Em todo o ano passado, o setor registrou 438,9 milhões de pedidos, com um ticket médio de R$ 536,6. Já o número de compradores online alcançou 94,2 milhões. As mulheres seguem na liderança e representam a maior parte dos consumidores em 2025, com 60% de participação. Além disso, no recorte por faixa etária, predomina a geração millennial, consumidores entre 35 e 44 anos, com 35%.
A região Sudeste consolidou sua posição como a mais ativa em transações digitais, representando mais de 55% das compras. O Estado de São Paulo liderou mais uma vez em volume de vendas, chegando à marca de 32% de todo o território nacional.
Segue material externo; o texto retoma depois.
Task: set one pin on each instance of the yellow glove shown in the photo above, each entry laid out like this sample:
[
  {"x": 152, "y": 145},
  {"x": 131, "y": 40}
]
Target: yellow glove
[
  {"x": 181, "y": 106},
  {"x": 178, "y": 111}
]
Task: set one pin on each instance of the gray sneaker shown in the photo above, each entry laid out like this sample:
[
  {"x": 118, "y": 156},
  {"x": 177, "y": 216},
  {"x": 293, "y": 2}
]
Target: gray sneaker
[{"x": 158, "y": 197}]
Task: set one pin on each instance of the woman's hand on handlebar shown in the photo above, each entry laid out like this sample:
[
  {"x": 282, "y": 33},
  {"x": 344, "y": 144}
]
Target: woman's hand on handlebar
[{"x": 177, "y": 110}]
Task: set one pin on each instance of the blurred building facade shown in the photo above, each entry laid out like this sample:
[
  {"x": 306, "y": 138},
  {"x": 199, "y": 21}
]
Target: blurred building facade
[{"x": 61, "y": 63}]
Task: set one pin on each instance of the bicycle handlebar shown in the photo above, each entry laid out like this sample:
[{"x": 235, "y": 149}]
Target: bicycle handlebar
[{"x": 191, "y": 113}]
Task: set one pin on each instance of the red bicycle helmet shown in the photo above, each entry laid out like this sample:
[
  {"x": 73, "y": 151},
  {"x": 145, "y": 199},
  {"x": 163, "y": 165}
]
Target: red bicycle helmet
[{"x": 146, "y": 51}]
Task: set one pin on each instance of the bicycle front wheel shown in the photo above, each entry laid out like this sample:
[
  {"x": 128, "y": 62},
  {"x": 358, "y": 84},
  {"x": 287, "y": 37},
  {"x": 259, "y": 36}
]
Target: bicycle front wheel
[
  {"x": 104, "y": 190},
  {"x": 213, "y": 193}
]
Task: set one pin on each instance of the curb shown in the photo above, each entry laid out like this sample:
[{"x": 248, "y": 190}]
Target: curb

A classe C destacou-se como a faixa econômica que mais fez compras virtuais (54%), refletindo o crescente acesso à tecnologia e à inclusão financeira.
Expectativas para 2026
Em 2026, além do faturamento de R$ 259,8 bilhões para 2026. O ticket médio deverá alcançar R$ 562,15, enquanto o volume de pedidos chegará em 460,87 milhões, impulsionado por 97,06 milhões de compradores.
“A digitalização do consumo é um caminho sem volta. Em 2026, o e-commerce segue avançando potencializado por novas tecnologias, além da Inteligência Artificial se tornando mais protagonista no cenário, que tornam as jornadas de compra cada vez mais personalizadas. Esse crescimento consistente fortalece o varejo e amplia as oportunidades para pequenos e grandes negócios”, afirma Fernando Mansano, presidente da Abiacom.
PMEs no e-commerce
Outro levantamento, feito pela Loggi, mostra que as pequenas e médias empresas (PMEs) registraram crescimento de 77% no e-commerce em 2025. É o maior índice entre todos os perfis de vendedores, superando grandes marcas e marketplaces, segundo levantamento do Mapa da Logística.
Além de crescerem mais, as PMEs passaram a operar com maior eficiência e complexidade. O valor médio por pedido chegou a R$ 215, cerca de 20% acima do registrado pelas grandes marcas e 43% superior ao dos marketplaces, indicando a combinação de ticket médio mais elevado, portfólio de produtos mais diversificado e operações mais estruturadas.